Antwort auf: Überforderung

Danke. Vielleicht ist eine 2. Mail auch gar nicht mehr unbedingt notwendig.  Die erste hat schon sehr gut getan. 

von Tiffi153 am 23.06.2023, 12:19



Antwort auf: Überforderung

So. Jetzt zum zweiten Teil meiner Antwort. Scharf zu sprechen, zu schreien, körperlich zu werden, zu hauen, die Kinder zu schubsen oder zu drücken, sind ab jetzt Dinge, die Du Dir auf Deine "rote Liste des Mama-seins" schreibst. Sag Dir regelmäßig in ruhigen Situationen, dass Du das Recht hast, müde zu sein, zu zweifeln oder dich zu ärgern. Und formuliere in Deinem Kopf "wenn-dann-Sätze". Unser Gehirn lässt sich trainieren. Allerdings nicht in einer brenzligen Situation, sondern nur davor. "Wenn ich wütend werde...dann"-Sätze lassen sich hingegen meist auch abrufen, wenn Du außer Kontrolle zu geraten drohst und die Situation bereits kippt. "Wenn ich wütend werde...atme ich tief, lange und hörbar aus." ist zum Beispiel so ein Satz. Prusten. Oder schnauben wie ein Pferd. Hilft ungemein. Bitte verlasse kurz den Raum, wenn Du merkst dass die Lämpchen in Deinem Kopf bereits auf tief-orange stehen. Ein Glas kaltes Wasser trinken. Kaltes Wasser über Deine Hände laufen lassen. Kopfrechnen (10 minus 3 =, 14 plus 27 =, 9 x 4 = ....Leg Dir eine SOS-Strategie zurecht, auf die Du Dich verlassen kannst. Und vermeide das Wort "nein". Deine Kinder entdecken gerade ihre Sprache. Sie wissen schon, dass das da ein Hund und jenes ein Baum ist. Sie kennen ihre Schuhe. Einen Ball. Oder eine Ente. Aber was genau ist "nein"? Die Steckdose? Die Tasse auf dem Tisch? Papas Handy? Der Küchenstuhl auf den sie gerade klettern wollen? Alles nein? Sage stattdessen stop oder halt und benenne konkret was Du möchtest. "Halt. Die Tasse bleibt auf dem Tisch." Du merkst ich könnte stundenlang darüber sprechen. Mache ich ja auch.

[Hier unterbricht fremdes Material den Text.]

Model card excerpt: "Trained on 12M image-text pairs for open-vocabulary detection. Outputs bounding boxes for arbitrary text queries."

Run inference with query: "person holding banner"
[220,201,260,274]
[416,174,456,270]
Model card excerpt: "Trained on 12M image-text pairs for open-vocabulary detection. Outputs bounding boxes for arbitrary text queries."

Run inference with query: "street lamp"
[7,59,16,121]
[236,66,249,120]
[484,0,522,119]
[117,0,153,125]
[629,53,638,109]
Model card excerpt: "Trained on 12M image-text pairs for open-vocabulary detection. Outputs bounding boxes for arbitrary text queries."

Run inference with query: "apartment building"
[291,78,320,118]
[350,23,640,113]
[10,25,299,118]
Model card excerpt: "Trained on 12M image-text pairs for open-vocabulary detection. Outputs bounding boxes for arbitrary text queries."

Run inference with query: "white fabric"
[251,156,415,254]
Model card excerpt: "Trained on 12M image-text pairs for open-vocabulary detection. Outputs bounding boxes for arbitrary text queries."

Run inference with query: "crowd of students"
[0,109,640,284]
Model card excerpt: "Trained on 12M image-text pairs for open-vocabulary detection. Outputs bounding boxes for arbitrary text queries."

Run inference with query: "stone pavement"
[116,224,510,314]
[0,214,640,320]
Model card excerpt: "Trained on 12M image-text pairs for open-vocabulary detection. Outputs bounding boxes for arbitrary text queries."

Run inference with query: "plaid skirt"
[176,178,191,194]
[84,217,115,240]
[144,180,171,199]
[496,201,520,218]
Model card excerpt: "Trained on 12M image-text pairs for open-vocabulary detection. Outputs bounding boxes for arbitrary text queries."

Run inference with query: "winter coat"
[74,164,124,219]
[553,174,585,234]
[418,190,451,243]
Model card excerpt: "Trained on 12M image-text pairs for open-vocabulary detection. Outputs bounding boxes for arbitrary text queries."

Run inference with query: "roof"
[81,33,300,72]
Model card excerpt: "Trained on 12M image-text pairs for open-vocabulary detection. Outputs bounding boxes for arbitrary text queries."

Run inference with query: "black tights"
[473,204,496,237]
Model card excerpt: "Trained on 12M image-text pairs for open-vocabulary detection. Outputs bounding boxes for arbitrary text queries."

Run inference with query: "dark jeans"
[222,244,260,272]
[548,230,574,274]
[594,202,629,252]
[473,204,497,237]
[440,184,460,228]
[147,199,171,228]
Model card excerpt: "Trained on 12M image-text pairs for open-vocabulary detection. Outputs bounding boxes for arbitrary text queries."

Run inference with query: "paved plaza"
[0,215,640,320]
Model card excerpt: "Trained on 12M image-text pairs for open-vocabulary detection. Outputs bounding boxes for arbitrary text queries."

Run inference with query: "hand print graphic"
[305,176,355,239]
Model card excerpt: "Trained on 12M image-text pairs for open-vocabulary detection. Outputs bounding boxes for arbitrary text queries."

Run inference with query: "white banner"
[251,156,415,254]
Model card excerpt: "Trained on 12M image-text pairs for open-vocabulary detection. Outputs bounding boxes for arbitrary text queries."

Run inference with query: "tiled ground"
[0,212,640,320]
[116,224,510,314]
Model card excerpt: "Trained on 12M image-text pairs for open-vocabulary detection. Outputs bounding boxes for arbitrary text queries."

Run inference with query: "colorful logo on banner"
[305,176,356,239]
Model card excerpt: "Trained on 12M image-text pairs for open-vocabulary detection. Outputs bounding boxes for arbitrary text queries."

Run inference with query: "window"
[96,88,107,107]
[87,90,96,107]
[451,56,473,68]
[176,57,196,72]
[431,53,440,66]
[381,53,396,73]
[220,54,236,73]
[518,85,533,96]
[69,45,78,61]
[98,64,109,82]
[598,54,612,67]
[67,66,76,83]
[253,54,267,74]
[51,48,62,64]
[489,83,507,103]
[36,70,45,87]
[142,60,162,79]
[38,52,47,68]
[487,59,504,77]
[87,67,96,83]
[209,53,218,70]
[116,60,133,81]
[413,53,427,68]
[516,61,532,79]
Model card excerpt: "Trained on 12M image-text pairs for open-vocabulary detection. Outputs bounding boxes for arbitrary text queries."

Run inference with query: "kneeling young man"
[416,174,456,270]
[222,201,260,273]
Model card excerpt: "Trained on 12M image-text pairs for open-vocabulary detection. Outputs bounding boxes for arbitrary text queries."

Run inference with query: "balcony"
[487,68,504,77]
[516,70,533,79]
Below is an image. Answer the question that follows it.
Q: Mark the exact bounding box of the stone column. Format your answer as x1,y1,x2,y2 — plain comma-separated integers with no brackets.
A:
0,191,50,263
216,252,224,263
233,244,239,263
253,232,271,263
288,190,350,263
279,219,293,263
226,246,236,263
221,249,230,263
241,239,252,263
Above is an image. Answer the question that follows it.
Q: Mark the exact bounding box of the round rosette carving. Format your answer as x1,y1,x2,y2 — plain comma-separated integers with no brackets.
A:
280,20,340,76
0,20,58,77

Also. Wenn Du Dir tiefere Beratung wünscht, melde Dich gern. Unsere Hebammen, Pädagoginnen, Erziehungs- und Schlafberaterinnen, vor allem aber unsere systemische Beraterin Stephanie sind für Dich da. In unseren facebookgruppen "Zwillinge und Drillinge 2020" bis 2024. Telefonisch. Oder per Mail. Liebe Grüße von Mehrlingsmama zu Mehrlingsmama! Alexandra von extrakind

von Alexandra Jaeger & Team am 23.06.2023



Antwort auf: Überforderung

Als Mama von 2 (sehr temperamentvollen) Kindern mit geringem Altersabstand kann ich das nicht so stehen lassen, es ist bestimmt nicht "so ähnlich" sondern "ganz anders", aber deswegen nicht weniger heftig und auch ich bin sehr erschöpft und komme fast täglich an meine Grenzen und darüber hinaus. Ich stelle mir die Zeit mit 2 neugeborenen Zwillingen (und auch danach) sehr, sehr anstrengend vor. Aber ein Neugeborener Zwilling kann dem anderen Zwilling nicht ins Gesicht schlagen, ihm über den Kopf kratzen oder Gegenstände in die Wiege werfen. Ein eifersüchtiges Kleinkind kann das. Omnipräsent muss ich auch sein, habe aber auch nur 2 Hände. Ein Kleinkind und ein Baby haben sehr unterschiedliche Bedürfnisse was Ernährung und Schlaf betrifft, das ist auch nicht einfach. Und sie wecken sich auch nachts gegenseitig auf und auch ich schlafe oft viel zu wenig. 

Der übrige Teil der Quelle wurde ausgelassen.